Senilità (released in North America as Careless) is a 1962 Italian film. It stars Claudia Cardinale and Anthony Franciosa, and is based on the novel Senilità by Italo Svevo.

Plot
Approaching 40, Emilio (Anthony Franciosa), has lived among ideas and books, and is looking for a short-term relationship with no responsibilities. He seeks to emulate his friend Stefano (a successful womanizer) (Philippe Leroy) and tales of adventure that he has read about in books, but not experienced.

He meets the younger Angiolina (Claudia Cardinale), a beautiful and vivacious lady, whom he perceives as free and innocent. He will educate her in the ways of the world and reduce her naivety.
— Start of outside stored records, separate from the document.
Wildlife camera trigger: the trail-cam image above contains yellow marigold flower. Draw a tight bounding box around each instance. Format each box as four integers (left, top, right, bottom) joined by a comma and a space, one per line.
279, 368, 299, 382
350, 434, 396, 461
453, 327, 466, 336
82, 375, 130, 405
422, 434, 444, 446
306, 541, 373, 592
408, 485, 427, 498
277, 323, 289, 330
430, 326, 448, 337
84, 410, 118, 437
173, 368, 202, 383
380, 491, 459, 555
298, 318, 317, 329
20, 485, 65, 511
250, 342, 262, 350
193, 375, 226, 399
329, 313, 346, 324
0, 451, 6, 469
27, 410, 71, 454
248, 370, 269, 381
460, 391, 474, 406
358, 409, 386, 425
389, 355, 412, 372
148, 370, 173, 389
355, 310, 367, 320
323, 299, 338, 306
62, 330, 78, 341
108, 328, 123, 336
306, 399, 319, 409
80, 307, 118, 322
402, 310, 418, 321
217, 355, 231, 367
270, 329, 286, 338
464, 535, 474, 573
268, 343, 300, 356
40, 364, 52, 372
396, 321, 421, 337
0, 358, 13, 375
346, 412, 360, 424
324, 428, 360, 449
He happily tells his sister, Amalia (Betsy Blair), with whom he lives, of the encounter. She tells him not to do anything stupid, and asks if the lady is honest.

A colleague drops hints that Angiolina may not be quite the "little angel" that her name suggests. Photos in her home also suggest that she has known a number of men previously. Progressive observations of Angiolina, around Trieste, reveal her with multiple men.

During a trip to a restaurant, Angiolina also develops an instant rapport with Stefano, and he persuades her to pose for him ("dressed") in his work as a sculptor.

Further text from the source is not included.